Perils of poverty  

More than half of Pakistan’s population lives in areas of disproportionate poverty, and at the same time, it is beyond our reach to control its impacts. The consequences of poverty are cyclical, with each consequence leading to a different cause, which in turn results in yet another effect that adds to the hardships in this world. When monetary imbalance becomes a factor, children are forced into labor to support their families. They are pushed into becoming household help for affluent and upper-middle-class households, which is an increasingly worrisome trend in Pakistan.

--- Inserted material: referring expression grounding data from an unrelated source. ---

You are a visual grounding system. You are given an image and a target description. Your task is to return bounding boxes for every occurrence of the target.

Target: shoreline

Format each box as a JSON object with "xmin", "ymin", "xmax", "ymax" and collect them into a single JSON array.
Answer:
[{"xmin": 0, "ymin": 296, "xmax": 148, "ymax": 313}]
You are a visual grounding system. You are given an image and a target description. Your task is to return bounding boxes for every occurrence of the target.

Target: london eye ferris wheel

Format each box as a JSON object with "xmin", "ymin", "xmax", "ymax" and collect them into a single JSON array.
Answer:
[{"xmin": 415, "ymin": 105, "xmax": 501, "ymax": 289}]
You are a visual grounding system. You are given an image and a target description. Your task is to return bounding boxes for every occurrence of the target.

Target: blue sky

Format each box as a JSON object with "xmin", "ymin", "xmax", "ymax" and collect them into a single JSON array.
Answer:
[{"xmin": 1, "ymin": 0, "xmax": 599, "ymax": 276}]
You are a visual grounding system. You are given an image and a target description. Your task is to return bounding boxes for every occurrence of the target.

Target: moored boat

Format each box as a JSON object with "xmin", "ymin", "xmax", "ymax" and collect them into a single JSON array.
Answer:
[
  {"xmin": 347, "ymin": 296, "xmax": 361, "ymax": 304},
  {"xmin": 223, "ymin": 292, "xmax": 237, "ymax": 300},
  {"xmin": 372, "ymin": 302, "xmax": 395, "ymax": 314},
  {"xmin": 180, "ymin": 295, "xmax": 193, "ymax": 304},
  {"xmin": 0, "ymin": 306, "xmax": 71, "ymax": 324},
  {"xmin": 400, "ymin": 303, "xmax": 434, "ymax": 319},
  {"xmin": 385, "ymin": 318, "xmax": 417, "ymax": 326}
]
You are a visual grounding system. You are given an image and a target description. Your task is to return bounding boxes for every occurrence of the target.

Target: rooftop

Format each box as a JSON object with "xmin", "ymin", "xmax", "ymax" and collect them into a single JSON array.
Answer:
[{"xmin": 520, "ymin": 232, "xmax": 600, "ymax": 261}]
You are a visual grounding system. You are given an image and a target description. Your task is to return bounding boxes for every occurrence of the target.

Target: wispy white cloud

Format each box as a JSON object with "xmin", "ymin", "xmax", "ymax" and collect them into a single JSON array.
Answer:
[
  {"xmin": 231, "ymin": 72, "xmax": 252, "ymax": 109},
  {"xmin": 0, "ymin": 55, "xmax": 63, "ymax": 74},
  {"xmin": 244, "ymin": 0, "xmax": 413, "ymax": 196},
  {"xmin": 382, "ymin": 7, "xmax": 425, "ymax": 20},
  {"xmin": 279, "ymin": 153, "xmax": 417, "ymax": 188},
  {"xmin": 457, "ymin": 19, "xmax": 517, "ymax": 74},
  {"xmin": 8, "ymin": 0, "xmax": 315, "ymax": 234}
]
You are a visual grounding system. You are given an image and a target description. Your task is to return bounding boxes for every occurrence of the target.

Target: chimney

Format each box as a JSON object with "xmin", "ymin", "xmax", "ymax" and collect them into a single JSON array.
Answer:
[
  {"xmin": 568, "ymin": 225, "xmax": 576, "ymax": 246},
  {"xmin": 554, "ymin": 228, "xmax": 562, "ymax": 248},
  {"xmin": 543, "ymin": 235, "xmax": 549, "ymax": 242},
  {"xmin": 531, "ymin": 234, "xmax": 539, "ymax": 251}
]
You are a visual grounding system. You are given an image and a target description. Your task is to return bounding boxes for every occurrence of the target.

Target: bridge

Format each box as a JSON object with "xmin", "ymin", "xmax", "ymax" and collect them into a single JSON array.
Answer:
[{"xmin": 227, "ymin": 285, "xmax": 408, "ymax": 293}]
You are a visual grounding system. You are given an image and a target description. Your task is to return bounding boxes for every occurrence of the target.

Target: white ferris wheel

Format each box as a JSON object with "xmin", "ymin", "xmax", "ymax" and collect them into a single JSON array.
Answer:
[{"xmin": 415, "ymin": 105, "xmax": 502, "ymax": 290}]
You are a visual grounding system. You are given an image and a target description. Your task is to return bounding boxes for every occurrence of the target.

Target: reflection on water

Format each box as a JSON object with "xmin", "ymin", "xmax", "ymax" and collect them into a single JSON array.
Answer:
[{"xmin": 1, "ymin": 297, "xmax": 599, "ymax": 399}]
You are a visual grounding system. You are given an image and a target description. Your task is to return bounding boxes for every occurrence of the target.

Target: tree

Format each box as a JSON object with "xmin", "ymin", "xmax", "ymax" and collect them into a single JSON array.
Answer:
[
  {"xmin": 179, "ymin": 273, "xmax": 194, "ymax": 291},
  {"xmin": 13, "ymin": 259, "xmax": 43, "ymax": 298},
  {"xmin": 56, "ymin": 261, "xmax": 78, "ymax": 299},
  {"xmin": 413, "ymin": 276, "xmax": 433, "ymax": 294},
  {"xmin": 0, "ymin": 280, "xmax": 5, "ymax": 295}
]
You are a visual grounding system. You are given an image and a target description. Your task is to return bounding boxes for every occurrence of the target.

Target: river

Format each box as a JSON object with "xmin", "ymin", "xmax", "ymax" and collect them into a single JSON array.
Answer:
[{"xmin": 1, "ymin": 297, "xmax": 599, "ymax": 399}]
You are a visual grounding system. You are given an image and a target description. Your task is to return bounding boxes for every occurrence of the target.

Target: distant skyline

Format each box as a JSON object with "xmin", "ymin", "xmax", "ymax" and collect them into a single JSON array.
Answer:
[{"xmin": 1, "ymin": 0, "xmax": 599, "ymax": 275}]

These children are sent to work as maids despite the dangers of violence, verbal and sexual abuse they may face. We have come across infamous cases of child maids like Tayyaba, a ten-year-old who was tortured by a judge and his wife, resulting in several injuries, or the case of Nazia Shaukat, a girl in her early teens who was compelled to work as a household help in Lahore only to be brutally beaten by the owners’ daughters. Unfortunately, it has been proven that the exploitation of youngsters in underprivileged households is passed down from one generation to the next, and breaking the cycle of child labor seems nearly impossible.

As outlined in the Constitution and emphasized by Quaid-e-Azam, Pakistan must transform into a welfare state, but do we have what it takes to bring about tangible change? We often fail to recognize that as citizens of Pakistan, we all bear responsibility for these neglected children. They need to be heard and seen. Perhaps we can start by understanding that most children who enter the labor force do not do so by choice but due to circumstances. It is time we question our own prejudices and biases.